The 3 best books by the suggestive Manuel Rivas

You always have to be carried away by the recommendations. A good friend passed me a book of stories once. It was about She, damn soul and many years have passed since that loan (I swear I paid it back). I began to read it without much interest, I was more at that time with mystery books or books. science fiction.

It may be that in the end this book of Manuel Rivas I will be struck even more by the contrast with the other recent readings ... I don't know, the point is that in the magical contrast between the light and the deep I found a magical, existentialist but very vivid, intense and moving story but not as someone else's story, but as something of his own.

Clearly Manuel Rivas it has a narrative capacity towards an essential empathy, one that is capable of converting the generality of a story into your story. Manuel goes beyond a characterization of characters so that you get that interaction with the motives and the corresponding actions. Rather, it is that by reading many of Manuel Rivas' stories and novels, you are somehow compelled to find your own reasons for being and acting in the proposed action or, what is more interesting, in the corresponding reflection. If this is not the exact meaning of moving, as an impulse towards one's own feelings, you will tell me.

Recommended books by Manuel Rivas

She, damn soul

The classifications thing is something entirely subjective in almost all areas. And in this, my blog, this book by Manuel Rivas occupies the first place in his work. I do not know how to achieve that musicality that fills these types of volumes of stories, but the common result is unequivocal.

It is about our human soul, its reflections in the everyday, its imprint left in the inert.
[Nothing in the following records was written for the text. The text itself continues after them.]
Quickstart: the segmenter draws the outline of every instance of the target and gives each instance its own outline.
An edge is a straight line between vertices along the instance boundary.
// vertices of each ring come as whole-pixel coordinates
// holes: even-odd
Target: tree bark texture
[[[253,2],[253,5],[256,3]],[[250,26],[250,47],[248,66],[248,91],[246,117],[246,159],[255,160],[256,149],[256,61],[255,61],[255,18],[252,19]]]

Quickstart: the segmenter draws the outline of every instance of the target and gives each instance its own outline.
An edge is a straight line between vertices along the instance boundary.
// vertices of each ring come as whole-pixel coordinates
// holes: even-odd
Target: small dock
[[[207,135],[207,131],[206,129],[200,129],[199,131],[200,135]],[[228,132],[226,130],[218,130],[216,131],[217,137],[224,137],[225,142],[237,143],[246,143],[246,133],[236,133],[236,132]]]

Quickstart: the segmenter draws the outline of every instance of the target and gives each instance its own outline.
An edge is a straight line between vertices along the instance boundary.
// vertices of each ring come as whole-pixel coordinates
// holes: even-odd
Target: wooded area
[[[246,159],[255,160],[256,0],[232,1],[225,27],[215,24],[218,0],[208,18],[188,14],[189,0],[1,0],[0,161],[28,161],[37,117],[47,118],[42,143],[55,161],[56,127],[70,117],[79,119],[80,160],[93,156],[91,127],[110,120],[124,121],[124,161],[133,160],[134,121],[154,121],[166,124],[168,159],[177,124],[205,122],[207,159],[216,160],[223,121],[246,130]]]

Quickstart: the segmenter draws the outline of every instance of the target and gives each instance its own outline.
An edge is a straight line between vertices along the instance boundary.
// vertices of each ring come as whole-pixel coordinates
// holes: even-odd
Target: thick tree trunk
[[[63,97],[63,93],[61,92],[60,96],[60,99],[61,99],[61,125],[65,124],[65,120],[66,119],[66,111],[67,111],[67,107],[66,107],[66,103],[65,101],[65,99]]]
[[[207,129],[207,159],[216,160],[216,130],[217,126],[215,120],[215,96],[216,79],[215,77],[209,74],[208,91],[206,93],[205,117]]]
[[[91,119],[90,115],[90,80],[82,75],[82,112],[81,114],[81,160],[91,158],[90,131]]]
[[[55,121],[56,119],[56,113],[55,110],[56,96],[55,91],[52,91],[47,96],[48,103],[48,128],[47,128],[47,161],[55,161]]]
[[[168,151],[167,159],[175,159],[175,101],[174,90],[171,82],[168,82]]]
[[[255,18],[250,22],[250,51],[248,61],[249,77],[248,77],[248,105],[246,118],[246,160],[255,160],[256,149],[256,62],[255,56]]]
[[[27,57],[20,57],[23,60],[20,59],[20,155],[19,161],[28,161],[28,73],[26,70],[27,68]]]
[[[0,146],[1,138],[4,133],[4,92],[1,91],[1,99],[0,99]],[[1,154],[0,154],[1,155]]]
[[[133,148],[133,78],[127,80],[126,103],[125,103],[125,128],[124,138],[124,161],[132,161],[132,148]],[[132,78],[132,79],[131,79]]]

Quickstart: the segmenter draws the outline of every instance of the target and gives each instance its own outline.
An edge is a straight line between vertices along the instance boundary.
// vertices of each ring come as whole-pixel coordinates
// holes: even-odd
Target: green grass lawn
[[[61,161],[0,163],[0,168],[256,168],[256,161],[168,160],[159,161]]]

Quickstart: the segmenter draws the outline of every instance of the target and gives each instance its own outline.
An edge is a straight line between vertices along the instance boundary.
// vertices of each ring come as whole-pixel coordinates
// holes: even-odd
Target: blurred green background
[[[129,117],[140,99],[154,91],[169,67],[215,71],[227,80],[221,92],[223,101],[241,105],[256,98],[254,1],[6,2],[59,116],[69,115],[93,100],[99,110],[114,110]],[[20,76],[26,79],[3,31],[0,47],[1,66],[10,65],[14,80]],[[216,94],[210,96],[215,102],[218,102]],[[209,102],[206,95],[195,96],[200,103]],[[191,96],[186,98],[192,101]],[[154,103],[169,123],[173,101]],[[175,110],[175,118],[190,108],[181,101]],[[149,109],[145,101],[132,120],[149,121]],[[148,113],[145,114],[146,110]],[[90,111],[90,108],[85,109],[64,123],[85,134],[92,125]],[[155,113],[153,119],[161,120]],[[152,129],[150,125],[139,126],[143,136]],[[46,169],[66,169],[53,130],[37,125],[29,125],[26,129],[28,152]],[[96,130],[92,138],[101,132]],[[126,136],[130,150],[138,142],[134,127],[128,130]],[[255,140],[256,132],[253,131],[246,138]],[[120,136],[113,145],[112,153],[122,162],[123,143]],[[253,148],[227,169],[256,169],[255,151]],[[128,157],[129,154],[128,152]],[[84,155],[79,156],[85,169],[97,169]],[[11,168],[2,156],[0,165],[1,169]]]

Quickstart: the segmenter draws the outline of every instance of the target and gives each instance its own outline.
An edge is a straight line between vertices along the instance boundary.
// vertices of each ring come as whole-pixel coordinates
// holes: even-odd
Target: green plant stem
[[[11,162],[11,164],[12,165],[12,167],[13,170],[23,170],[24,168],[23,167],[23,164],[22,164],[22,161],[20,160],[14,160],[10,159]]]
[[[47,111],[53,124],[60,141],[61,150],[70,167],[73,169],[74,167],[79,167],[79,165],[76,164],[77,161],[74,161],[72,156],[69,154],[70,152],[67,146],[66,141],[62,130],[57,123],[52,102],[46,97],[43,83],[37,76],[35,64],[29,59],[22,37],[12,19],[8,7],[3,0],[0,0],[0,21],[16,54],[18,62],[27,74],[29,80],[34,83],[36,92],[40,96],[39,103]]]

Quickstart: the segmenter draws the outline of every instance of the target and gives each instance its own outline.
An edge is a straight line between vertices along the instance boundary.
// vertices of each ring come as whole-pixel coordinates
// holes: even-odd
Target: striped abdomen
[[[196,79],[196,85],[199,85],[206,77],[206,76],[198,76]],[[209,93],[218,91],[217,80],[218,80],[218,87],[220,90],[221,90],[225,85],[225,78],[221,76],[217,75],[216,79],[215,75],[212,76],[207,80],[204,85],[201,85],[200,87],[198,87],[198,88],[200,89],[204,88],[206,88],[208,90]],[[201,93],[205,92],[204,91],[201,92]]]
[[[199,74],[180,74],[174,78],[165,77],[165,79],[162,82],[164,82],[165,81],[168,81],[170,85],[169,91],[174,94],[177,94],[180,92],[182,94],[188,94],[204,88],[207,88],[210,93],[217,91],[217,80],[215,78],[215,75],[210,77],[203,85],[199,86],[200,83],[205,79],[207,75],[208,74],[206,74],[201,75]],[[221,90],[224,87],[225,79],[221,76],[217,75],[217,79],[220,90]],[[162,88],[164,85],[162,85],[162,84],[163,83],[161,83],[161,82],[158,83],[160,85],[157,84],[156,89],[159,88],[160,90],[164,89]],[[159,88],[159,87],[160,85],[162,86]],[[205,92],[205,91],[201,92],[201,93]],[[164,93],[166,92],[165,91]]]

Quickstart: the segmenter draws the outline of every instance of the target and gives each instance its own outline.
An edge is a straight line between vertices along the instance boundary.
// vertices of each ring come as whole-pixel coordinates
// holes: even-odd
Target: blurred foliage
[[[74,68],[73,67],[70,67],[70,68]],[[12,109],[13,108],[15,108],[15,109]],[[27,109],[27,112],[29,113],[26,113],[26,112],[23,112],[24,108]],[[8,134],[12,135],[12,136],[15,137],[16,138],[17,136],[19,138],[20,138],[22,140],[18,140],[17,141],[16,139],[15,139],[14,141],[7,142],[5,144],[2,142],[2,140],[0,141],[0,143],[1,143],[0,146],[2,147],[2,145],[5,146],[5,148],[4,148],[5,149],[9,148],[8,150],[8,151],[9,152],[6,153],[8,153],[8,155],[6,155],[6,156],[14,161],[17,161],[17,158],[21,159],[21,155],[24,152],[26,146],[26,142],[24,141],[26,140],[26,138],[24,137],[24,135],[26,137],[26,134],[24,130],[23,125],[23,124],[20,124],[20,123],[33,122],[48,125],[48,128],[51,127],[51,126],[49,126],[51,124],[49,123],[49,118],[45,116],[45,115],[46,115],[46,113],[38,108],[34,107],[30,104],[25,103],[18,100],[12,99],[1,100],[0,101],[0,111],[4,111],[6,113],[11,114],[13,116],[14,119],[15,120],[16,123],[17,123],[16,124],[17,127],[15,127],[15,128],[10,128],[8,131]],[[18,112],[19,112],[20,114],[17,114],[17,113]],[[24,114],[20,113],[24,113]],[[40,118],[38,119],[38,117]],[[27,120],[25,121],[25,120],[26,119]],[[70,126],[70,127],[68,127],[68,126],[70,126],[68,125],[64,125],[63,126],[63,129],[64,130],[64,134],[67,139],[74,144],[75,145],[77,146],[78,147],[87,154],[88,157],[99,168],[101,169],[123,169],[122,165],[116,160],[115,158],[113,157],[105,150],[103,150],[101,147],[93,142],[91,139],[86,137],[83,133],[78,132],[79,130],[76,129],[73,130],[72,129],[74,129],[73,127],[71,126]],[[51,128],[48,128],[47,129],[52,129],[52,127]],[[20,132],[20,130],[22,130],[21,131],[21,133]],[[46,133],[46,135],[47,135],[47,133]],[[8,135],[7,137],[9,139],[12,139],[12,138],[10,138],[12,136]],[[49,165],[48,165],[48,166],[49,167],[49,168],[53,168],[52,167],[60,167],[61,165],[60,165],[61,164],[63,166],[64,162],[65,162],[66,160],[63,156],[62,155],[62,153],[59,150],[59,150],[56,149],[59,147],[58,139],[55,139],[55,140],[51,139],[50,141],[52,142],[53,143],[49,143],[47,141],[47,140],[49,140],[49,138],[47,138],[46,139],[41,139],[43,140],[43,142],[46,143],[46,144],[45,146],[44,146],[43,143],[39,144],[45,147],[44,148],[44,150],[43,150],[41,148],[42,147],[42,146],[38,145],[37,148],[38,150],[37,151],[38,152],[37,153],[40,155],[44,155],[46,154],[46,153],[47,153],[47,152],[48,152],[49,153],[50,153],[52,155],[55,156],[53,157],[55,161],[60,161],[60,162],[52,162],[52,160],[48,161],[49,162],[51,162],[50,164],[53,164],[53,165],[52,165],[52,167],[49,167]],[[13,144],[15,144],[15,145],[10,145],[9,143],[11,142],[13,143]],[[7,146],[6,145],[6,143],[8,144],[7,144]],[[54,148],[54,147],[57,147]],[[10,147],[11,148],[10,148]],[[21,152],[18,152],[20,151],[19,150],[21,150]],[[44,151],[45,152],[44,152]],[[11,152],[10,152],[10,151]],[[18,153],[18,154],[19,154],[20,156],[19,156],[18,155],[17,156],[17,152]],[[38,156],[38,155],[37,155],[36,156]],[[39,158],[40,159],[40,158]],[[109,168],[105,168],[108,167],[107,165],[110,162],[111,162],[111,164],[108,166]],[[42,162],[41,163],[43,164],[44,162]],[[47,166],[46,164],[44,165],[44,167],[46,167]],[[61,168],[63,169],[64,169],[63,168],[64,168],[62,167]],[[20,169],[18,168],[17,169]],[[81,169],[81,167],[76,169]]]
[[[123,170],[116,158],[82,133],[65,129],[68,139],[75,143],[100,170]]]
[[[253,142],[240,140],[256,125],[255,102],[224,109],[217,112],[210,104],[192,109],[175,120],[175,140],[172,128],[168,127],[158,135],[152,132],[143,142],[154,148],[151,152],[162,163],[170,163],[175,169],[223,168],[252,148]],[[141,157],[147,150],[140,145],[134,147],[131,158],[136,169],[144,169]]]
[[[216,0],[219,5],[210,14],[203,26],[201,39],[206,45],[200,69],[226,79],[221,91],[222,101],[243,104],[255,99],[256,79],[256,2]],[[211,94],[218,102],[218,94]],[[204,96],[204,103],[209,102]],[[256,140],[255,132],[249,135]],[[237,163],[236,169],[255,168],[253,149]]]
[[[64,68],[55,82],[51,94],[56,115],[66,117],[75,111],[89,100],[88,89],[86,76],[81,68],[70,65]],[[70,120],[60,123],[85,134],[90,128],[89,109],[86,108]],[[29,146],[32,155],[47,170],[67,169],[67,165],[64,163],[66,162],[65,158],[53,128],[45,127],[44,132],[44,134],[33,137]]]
All the stories in this book leave an impression of small samples of immortality and in turn of the heavy doubt of what will become of our suffering soul once we leave this world.

A suffering soul that is leaving tatters every day and that seems to be able to communicate with other souls through the aroma of an old wood, or in the hollow sound of a stone ...

She, damn soul

What do you want me, love?

A certainly incomplete question, like love itself, absorbed in its perfection and unable to reach its essence to be communicated. It will be that or basically it is part of the contradiction of the human being, capable of loving until the last consequences and unable to show it out loud. It matters little to love if you don't say you love yourself.

In fact, it may be all the result of fear. If we assume that we are nothing, that all we have left is unconditional love, we are lost. Our most essential fear can prevent us from living.

But… at the end of the day it is a justified fear. If we assume our defeat, if we open our hearts, the absences are occupied by the past and memories, if we keep the armor perhaps we can bear the loss with an ever threatening sadness.

Manuel Rivas exposes the characters to violence, loneliness and war. Some are even capable of overcoming fear to teach us to be true heroes of the valley of tears.

What do you want me, love?

Everything is silence

Silence is the hiding place of truth, guilt and remorse. In silence you can close the most sordid deals and trust the wills capable of selling your soul.

In the silence the dreams of the young people end up drowning, unable to decipher the marine meaning of chicha calm. Silence is, after all, doom.

In this novel he approaches us with a fatalistic lyricism to the lives of the most disadvantaged of the author's homeland. The opportunity to prosper for the young children of the Atlantic coast passed through the promises of the merchants of all kinds of illegal traffic.

The very hermetic character of Galicia seems to foster that silence where crime and corruption thrive.